Some residents reporting being unable to contact relatives as water surged through towns and villages.
The Tonga Meteorological Services said the whole country, a small South Pacific nation of about 170 islands, was at risk.
As far away as Hawaii, about 5,000 kilometres away, flooding was reported in low-lying areas but no casualties were reported, while the Tokara and Amami island chains of Japan, which includes Okinawa, received a tsunami warning and were told to expect three-metre waves, Japanese broadcaster NHK said.
Authorities in the nearby island nations of Fiji and Samoa also issued warnings, telling people to avoid the shoreline owing to strong currents and dangerous waves.
Communications with Tonga was difficult. By Saturday evening, Tongans told New Zealand news service Stuff, that people had screamed for help as buildings were inundated.

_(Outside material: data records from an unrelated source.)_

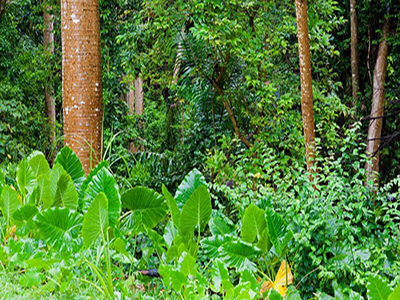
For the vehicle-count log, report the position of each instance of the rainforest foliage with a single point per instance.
(206, 194)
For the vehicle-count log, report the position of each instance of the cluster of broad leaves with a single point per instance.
(198, 251)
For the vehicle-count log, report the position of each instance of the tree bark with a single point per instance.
(82, 79)
(2, 7)
(139, 96)
(377, 110)
(355, 73)
(48, 44)
(306, 82)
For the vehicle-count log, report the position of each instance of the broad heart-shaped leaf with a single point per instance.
(59, 227)
(104, 182)
(396, 293)
(37, 161)
(9, 203)
(146, 202)
(188, 186)
(279, 235)
(274, 295)
(44, 194)
(25, 178)
(71, 164)
(84, 185)
(219, 272)
(23, 217)
(66, 194)
(219, 225)
(378, 288)
(196, 212)
(237, 254)
(95, 223)
(254, 224)
(173, 208)
(212, 244)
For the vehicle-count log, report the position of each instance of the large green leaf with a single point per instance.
(188, 186)
(219, 226)
(173, 208)
(59, 227)
(238, 254)
(104, 182)
(25, 178)
(71, 164)
(44, 195)
(254, 224)
(212, 244)
(84, 185)
(219, 273)
(196, 212)
(146, 202)
(378, 288)
(23, 217)
(66, 194)
(37, 161)
(396, 293)
(9, 203)
(95, 223)
(279, 235)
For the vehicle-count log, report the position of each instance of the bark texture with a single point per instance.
(377, 110)
(139, 96)
(82, 79)
(306, 82)
(355, 73)
(2, 7)
(48, 44)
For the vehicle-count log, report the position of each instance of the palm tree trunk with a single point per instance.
(377, 110)
(82, 79)
(306, 82)
(48, 44)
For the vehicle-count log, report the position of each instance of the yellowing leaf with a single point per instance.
(283, 278)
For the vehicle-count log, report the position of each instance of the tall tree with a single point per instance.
(377, 110)
(306, 82)
(48, 44)
(82, 79)
(355, 73)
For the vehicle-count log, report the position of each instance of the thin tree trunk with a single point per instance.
(82, 79)
(139, 96)
(377, 110)
(48, 44)
(306, 82)
(355, 73)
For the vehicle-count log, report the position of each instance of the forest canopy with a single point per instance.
(201, 149)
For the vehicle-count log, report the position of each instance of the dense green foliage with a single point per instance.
(214, 218)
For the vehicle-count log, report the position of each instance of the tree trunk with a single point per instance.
(48, 44)
(377, 110)
(355, 73)
(306, 82)
(139, 97)
(82, 79)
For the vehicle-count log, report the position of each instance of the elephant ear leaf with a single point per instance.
(104, 182)
(59, 227)
(38, 163)
(9, 203)
(189, 185)
(254, 224)
(71, 164)
(95, 223)
(196, 212)
(378, 288)
(147, 203)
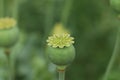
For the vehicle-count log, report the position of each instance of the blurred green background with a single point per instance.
(92, 23)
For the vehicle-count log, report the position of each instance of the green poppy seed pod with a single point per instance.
(61, 56)
(8, 32)
(115, 4)
(60, 50)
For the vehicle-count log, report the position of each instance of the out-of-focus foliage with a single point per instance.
(91, 22)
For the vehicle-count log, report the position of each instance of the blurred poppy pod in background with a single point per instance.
(115, 4)
(9, 32)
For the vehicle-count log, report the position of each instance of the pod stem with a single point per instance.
(66, 11)
(1, 8)
(113, 57)
(7, 53)
(62, 75)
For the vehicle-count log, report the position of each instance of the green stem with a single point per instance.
(1, 8)
(114, 55)
(61, 75)
(10, 76)
(15, 9)
(66, 11)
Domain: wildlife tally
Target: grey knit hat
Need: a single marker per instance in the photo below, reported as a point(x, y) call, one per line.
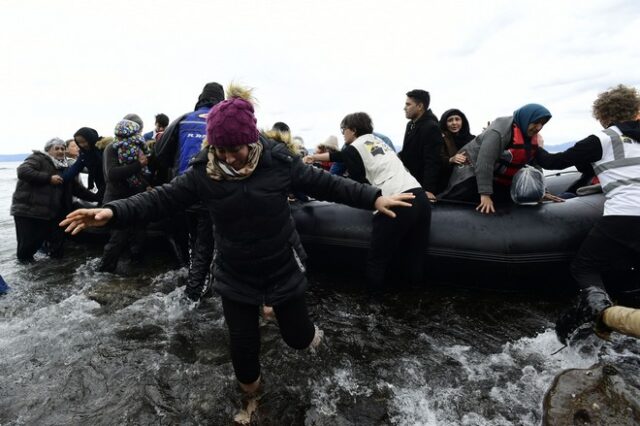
point(54, 142)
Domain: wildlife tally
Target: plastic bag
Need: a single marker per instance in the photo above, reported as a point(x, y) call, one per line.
point(527, 186)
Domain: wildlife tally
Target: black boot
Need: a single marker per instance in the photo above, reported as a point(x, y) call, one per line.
point(588, 308)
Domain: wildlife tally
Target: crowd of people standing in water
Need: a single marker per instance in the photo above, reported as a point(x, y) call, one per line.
point(227, 187)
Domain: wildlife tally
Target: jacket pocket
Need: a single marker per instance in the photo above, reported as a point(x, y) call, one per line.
point(299, 261)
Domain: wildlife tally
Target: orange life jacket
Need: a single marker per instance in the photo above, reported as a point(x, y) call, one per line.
point(515, 157)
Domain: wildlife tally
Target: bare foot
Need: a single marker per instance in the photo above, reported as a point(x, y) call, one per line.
point(243, 417)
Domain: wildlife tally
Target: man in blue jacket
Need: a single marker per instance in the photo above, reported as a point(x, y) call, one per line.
point(180, 142)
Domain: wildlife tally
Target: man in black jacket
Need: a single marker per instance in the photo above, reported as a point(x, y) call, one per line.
point(243, 180)
point(423, 142)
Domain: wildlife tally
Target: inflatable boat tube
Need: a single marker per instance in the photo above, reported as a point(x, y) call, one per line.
point(516, 245)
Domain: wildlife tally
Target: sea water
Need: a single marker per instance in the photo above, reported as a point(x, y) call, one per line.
point(81, 347)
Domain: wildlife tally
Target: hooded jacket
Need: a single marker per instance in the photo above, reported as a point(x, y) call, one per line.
point(422, 151)
point(258, 258)
point(91, 160)
point(37, 198)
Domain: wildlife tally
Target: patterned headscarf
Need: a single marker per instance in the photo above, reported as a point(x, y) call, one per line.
point(129, 143)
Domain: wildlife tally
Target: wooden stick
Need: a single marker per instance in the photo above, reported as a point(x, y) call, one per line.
point(623, 320)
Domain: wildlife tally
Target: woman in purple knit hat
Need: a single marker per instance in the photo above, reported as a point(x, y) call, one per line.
point(243, 179)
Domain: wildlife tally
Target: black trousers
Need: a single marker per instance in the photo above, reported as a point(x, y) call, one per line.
point(468, 191)
point(31, 233)
point(613, 241)
point(200, 229)
point(119, 241)
point(401, 240)
point(296, 329)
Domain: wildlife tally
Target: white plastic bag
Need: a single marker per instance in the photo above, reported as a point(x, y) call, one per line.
point(527, 186)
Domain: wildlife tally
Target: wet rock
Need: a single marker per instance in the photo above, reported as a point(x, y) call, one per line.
point(595, 396)
point(144, 332)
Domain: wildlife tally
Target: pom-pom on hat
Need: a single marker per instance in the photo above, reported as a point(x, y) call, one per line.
point(232, 122)
point(54, 142)
point(126, 128)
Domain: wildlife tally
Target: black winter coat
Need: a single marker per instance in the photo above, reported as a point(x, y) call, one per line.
point(258, 258)
point(37, 198)
point(422, 151)
point(116, 175)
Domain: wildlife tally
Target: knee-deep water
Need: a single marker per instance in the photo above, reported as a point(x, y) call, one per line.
point(82, 347)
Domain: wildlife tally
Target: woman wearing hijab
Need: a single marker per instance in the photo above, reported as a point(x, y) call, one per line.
point(243, 179)
point(42, 198)
point(494, 157)
point(455, 131)
point(90, 158)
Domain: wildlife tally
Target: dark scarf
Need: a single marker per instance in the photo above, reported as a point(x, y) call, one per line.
point(219, 170)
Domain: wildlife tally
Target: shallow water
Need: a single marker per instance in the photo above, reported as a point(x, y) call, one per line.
point(80, 347)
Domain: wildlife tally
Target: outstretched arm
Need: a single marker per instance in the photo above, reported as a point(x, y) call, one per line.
point(80, 219)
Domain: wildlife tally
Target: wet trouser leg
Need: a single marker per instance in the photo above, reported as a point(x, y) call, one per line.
point(137, 238)
point(296, 327)
point(116, 245)
point(413, 247)
point(613, 239)
point(55, 238)
point(244, 339)
point(201, 242)
point(30, 234)
point(389, 235)
point(242, 321)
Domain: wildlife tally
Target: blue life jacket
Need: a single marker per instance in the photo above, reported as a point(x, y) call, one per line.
point(191, 133)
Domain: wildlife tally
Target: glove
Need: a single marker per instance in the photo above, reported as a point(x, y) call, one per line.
point(588, 308)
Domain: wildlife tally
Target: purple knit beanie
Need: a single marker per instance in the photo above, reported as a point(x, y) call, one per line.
point(232, 123)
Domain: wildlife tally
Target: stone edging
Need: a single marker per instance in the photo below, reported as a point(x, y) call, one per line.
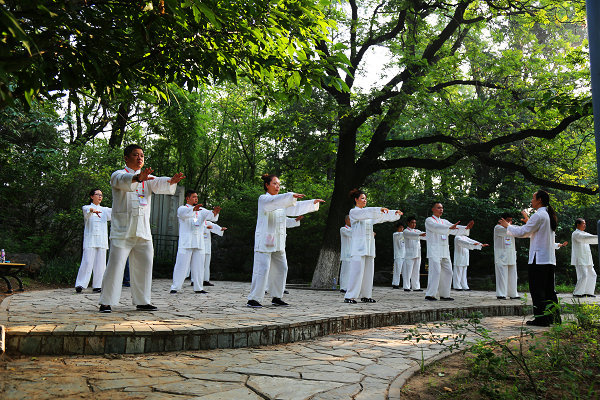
point(69, 342)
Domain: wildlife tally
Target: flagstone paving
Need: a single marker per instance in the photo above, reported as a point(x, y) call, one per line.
point(365, 364)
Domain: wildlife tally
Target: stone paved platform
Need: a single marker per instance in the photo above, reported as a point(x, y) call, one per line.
point(63, 322)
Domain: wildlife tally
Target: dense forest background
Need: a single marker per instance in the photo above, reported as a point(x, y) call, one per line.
point(473, 103)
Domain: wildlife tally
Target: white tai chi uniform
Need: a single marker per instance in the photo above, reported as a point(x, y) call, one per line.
point(505, 262)
point(191, 248)
point(130, 236)
point(95, 244)
point(398, 239)
point(362, 266)
point(581, 258)
point(270, 263)
point(439, 277)
point(412, 258)
point(462, 245)
point(345, 255)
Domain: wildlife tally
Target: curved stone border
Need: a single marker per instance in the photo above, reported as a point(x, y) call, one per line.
point(88, 340)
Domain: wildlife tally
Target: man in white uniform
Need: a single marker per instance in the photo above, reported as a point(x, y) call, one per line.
point(130, 234)
point(581, 258)
point(191, 252)
point(345, 255)
point(412, 256)
point(439, 276)
point(462, 245)
point(505, 261)
point(398, 239)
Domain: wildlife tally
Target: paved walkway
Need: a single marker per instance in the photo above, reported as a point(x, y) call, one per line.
point(366, 364)
point(63, 322)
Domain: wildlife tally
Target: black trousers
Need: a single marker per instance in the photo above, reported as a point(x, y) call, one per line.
point(543, 294)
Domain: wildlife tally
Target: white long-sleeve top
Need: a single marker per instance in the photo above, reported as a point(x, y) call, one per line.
point(412, 243)
point(438, 230)
point(216, 229)
point(272, 221)
point(130, 219)
point(505, 252)
point(346, 245)
point(191, 226)
point(362, 221)
point(398, 239)
point(462, 245)
point(541, 237)
point(95, 231)
point(580, 247)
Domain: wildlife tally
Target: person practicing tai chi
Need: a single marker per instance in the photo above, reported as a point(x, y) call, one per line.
point(439, 277)
point(362, 266)
point(191, 248)
point(345, 255)
point(412, 256)
point(130, 235)
point(581, 258)
point(540, 230)
point(398, 239)
point(462, 245)
point(269, 239)
point(505, 261)
point(95, 243)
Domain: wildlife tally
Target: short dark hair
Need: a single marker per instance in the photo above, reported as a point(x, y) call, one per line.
point(129, 149)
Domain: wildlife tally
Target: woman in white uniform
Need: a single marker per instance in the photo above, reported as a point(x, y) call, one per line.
point(95, 243)
point(270, 262)
point(362, 218)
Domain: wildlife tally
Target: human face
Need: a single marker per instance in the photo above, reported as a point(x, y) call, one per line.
point(361, 201)
point(96, 197)
point(437, 209)
point(273, 186)
point(135, 159)
point(192, 199)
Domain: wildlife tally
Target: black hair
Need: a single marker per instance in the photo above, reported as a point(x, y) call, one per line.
point(267, 178)
point(544, 197)
point(129, 149)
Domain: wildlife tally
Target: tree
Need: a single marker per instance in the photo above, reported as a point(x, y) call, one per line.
point(467, 80)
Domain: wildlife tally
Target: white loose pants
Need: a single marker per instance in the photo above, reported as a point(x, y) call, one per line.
point(141, 254)
point(439, 278)
point(410, 271)
point(506, 280)
point(397, 271)
point(94, 258)
point(586, 279)
point(344, 275)
point(360, 282)
point(269, 268)
point(459, 278)
point(189, 260)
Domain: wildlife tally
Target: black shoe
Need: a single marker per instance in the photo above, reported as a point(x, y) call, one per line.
point(276, 301)
point(146, 307)
point(253, 304)
point(537, 323)
point(367, 300)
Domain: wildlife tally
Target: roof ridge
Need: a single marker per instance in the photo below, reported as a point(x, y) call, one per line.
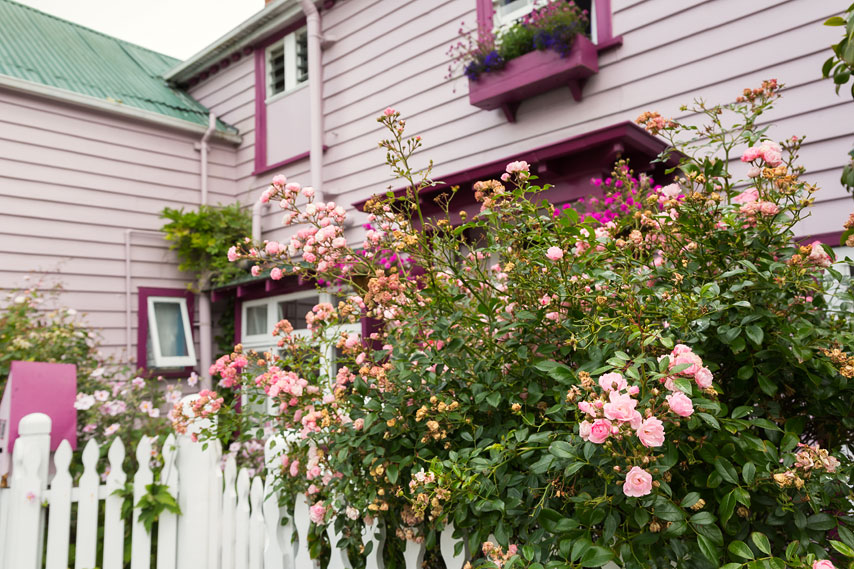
point(92, 30)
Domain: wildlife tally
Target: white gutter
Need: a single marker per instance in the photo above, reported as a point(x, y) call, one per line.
point(128, 290)
point(110, 107)
point(205, 326)
point(315, 87)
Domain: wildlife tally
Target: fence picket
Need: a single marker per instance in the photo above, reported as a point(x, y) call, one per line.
point(338, 558)
point(87, 509)
point(302, 559)
point(29, 480)
point(241, 518)
point(167, 524)
point(273, 556)
point(256, 525)
point(140, 548)
point(413, 555)
point(229, 507)
point(114, 524)
point(447, 543)
point(59, 524)
point(374, 533)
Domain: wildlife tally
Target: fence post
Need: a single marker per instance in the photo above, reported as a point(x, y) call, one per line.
point(29, 484)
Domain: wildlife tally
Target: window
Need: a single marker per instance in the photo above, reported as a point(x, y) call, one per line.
point(259, 317)
point(287, 63)
point(169, 333)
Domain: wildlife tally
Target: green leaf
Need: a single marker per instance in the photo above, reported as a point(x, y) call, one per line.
point(821, 522)
point(708, 549)
point(727, 471)
point(842, 548)
point(596, 557)
point(748, 471)
point(755, 334)
point(761, 542)
point(741, 549)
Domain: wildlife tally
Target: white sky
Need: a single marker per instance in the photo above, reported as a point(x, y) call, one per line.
point(179, 28)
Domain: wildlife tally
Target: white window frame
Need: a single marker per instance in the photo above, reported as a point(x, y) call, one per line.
point(265, 342)
point(288, 44)
point(161, 361)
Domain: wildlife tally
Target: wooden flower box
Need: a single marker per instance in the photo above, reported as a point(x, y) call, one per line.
point(532, 74)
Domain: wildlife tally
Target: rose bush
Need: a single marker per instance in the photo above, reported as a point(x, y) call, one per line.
point(658, 377)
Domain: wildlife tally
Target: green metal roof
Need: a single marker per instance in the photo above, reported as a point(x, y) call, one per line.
point(44, 49)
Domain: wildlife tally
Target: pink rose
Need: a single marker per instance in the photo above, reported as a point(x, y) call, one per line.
point(317, 512)
point(680, 404)
point(651, 432)
point(554, 253)
point(694, 361)
point(818, 256)
point(612, 382)
point(599, 431)
point(638, 483)
point(620, 407)
point(749, 195)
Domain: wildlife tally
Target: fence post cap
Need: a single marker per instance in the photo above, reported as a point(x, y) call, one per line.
point(34, 424)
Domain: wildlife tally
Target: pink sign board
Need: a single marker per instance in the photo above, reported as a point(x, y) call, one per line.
point(38, 387)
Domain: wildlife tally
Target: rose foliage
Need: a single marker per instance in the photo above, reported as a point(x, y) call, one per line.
point(667, 385)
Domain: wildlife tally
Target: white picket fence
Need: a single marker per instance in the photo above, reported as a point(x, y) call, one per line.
point(228, 520)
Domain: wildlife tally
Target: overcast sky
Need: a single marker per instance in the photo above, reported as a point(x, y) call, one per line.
point(179, 28)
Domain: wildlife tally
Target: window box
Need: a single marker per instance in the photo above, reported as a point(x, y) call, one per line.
point(535, 73)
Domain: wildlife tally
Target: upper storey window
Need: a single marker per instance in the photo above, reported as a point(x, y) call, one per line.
point(287, 63)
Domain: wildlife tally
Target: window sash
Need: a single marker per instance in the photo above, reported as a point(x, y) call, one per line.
point(154, 328)
point(287, 63)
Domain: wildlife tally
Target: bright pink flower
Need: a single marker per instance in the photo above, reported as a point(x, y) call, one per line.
point(651, 432)
point(620, 407)
point(749, 195)
point(554, 253)
point(680, 404)
point(638, 483)
point(612, 382)
point(599, 431)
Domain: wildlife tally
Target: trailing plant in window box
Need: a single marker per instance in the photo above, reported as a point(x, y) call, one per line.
point(553, 27)
point(201, 239)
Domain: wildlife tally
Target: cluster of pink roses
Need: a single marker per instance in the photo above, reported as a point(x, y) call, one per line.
point(767, 151)
point(682, 355)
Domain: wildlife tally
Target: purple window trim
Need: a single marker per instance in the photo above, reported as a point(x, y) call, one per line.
point(261, 165)
point(142, 329)
point(285, 162)
point(604, 26)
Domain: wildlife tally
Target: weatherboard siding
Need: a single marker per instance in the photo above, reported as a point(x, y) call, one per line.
point(71, 182)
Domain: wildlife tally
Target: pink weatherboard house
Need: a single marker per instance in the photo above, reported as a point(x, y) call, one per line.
point(110, 133)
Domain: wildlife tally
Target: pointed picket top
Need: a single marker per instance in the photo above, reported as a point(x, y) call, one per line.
point(230, 471)
point(338, 558)
point(143, 453)
point(447, 543)
point(91, 454)
point(62, 457)
point(413, 554)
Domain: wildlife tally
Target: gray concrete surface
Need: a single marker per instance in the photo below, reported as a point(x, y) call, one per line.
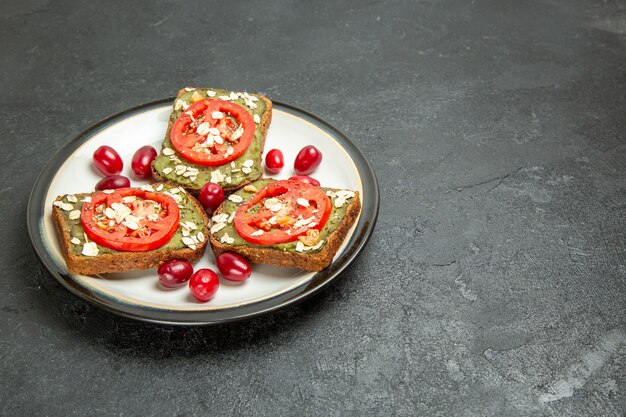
point(495, 281)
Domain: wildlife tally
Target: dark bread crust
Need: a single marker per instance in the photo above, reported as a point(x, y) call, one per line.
point(265, 124)
point(122, 261)
point(308, 261)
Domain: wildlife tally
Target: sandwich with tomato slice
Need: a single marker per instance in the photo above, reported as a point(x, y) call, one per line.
point(285, 223)
point(129, 228)
point(214, 136)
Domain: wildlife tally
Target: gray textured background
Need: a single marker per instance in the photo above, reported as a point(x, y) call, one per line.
point(495, 281)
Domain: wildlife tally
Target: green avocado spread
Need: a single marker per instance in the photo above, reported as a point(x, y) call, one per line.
point(225, 231)
point(173, 167)
point(70, 206)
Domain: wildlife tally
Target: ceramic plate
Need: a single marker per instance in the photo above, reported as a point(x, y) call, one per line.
point(138, 294)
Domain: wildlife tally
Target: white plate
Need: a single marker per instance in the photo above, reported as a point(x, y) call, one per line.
point(137, 294)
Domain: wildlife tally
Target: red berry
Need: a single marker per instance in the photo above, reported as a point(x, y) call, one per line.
point(274, 161)
point(107, 160)
point(307, 160)
point(142, 161)
point(175, 273)
point(211, 196)
point(112, 181)
point(233, 267)
point(204, 284)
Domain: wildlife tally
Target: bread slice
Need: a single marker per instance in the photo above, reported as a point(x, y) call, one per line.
point(224, 237)
point(173, 167)
point(66, 218)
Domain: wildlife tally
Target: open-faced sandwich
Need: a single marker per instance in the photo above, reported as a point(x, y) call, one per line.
point(285, 223)
point(129, 228)
point(214, 136)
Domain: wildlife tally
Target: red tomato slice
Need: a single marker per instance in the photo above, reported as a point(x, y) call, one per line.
point(213, 132)
point(148, 222)
point(283, 211)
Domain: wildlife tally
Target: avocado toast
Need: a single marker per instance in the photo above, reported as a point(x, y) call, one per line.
point(312, 251)
point(181, 166)
point(186, 240)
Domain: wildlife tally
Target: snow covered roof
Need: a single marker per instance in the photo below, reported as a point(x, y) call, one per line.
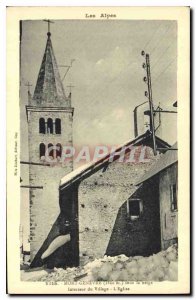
point(165, 160)
point(88, 168)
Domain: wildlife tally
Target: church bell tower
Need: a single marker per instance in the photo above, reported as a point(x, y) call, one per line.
point(50, 118)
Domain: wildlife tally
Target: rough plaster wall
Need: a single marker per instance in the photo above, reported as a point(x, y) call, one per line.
point(169, 219)
point(100, 197)
point(44, 203)
point(140, 236)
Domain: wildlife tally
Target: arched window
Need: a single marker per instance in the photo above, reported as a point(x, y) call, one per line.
point(58, 150)
point(41, 125)
point(58, 126)
point(50, 125)
point(42, 150)
point(51, 150)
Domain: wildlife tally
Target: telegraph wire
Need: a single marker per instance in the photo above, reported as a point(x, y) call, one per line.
point(162, 55)
point(168, 65)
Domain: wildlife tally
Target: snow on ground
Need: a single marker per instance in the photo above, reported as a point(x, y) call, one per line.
point(157, 267)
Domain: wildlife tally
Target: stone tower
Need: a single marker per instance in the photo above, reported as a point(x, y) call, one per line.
point(50, 118)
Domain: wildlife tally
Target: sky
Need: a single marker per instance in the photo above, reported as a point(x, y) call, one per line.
point(107, 75)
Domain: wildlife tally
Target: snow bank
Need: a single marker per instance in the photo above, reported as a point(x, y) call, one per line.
point(158, 267)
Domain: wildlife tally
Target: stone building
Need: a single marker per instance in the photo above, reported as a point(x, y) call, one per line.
point(106, 215)
point(50, 118)
point(161, 184)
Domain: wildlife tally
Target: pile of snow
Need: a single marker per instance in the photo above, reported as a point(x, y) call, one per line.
point(158, 267)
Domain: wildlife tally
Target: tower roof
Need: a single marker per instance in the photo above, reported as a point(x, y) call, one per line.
point(49, 90)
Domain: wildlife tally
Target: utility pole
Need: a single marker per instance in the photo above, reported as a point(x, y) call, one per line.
point(148, 94)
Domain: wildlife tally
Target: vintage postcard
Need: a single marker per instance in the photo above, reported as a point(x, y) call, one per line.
point(98, 150)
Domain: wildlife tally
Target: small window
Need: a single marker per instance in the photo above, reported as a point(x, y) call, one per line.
point(134, 208)
point(42, 125)
point(173, 197)
point(58, 126)
point(50, 126)
point(58, 150)
point(42, 150)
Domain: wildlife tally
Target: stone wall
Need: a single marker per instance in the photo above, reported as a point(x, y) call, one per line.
point(44, 203)
point(169, 218)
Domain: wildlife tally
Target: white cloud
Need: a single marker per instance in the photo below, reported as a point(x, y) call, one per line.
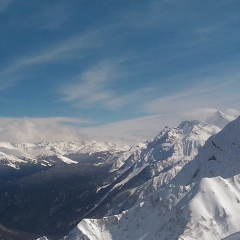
point(93, 85)
point(66, 49)
point(38, 129)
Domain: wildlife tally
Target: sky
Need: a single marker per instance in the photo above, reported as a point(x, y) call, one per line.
point(80, 68)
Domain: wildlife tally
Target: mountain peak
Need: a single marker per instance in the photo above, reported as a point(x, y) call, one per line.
point(219, 119)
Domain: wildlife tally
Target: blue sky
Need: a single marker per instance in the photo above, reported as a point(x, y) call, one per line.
point(92, 63)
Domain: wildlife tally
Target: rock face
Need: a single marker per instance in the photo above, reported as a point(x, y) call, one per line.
point(201, 202)
point(46, 188)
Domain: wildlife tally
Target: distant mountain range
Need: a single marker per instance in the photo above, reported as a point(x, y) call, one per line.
point(164, 188)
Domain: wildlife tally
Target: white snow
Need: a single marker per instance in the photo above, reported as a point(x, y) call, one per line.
point(206, 208)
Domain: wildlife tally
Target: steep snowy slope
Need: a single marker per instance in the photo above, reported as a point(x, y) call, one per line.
point(153, 165)
point(206, 208)
point(219, 119)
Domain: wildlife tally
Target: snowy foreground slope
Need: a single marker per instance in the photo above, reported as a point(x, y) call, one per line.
point(201, 202)
point(154, 164)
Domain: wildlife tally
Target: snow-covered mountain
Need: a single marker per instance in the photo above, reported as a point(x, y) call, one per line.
point(219, 119)
point(155, 163)
point(47, 154)
point(205, 207)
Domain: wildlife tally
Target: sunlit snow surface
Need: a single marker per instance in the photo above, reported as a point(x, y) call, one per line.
point(15, 154)
point(207, 208)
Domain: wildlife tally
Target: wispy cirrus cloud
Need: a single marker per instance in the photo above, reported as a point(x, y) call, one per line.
point(70, 48)
point(92, 85)
point(215, 94)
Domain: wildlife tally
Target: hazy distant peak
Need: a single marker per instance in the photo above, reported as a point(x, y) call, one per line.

Video posted to social media showed large waves washing ashore, swirling around homes and buildings.
Satellite images showed a huge explosion from the Hunga Tonga Hunga Ha’apai volcano, the latest in a series of spectacular eruptions.
Prof Shane Cronin, an expert on volcanos at the University of Auckland, told the BBC that the eruption could be one of the most powerful for 30 years.
Mere Taufa said she was in her house, getting ready for dinner, when the volcano erupted.
“It was massive. The ground shook, our house was shaking. It came in waves. My younger brother thought bombs were exploding nearby,” Ms Taufa told Stuff.
She said water filled their home minutes later and she saw the wall of a neighbouring house collapse.
“We just knew straight away it was a tsunami. Just water gushing into our home.”
New Zealand’s military said it was monitoring the situation and remained on standby, ready to assist if asked.
The Islands Business news site reported that a convoy of police and military troops had helped Tonga’s King Tupou VI to leave his palace near the shore. He was among many residents who fled for higher ground.
A video posted on Twitter on Tonga’s island cluster of Vava’u showed waves sweeping inland.
“Can literally hear the volcano eruption, sounds pretty violent,” Faka’iloatonga Taumoefolauhe wrote in his post.
He later wrote: “Raining ash and tiny pebbles, darkness blanketing the sky.”
Matangi Tonga, a news website, earlier reported that scientists observed massive explosions, thunder and lightning near the volcano after it started erupting early on Friday.
The site said satellite images showed a plume of ash, steam and gas rising up into the air to about 20 kilometres, and spanning 5km.
More than 2,300km away, in New Zealand, officials were warning of storm surges from the eruption.
Its National Emergency Management Agency said some parts of the country could expect “strong and unusual currents and unpredictable surges at the shore following a large volcanic eruption”.
On Saturday, the Pacific Tsunami Warning Centre said the threat to American Samoa appeared to have passed, although minor sea fluctuations could continue.
The volcano erupted about 64km north of the Tongan capital, Nuku’alofa. In late 2014 and early 2015, eruptions in the area created a new island and disrupted international air travel to the Pacific archipelago for several days.
Tonga is home to about 105,000 people.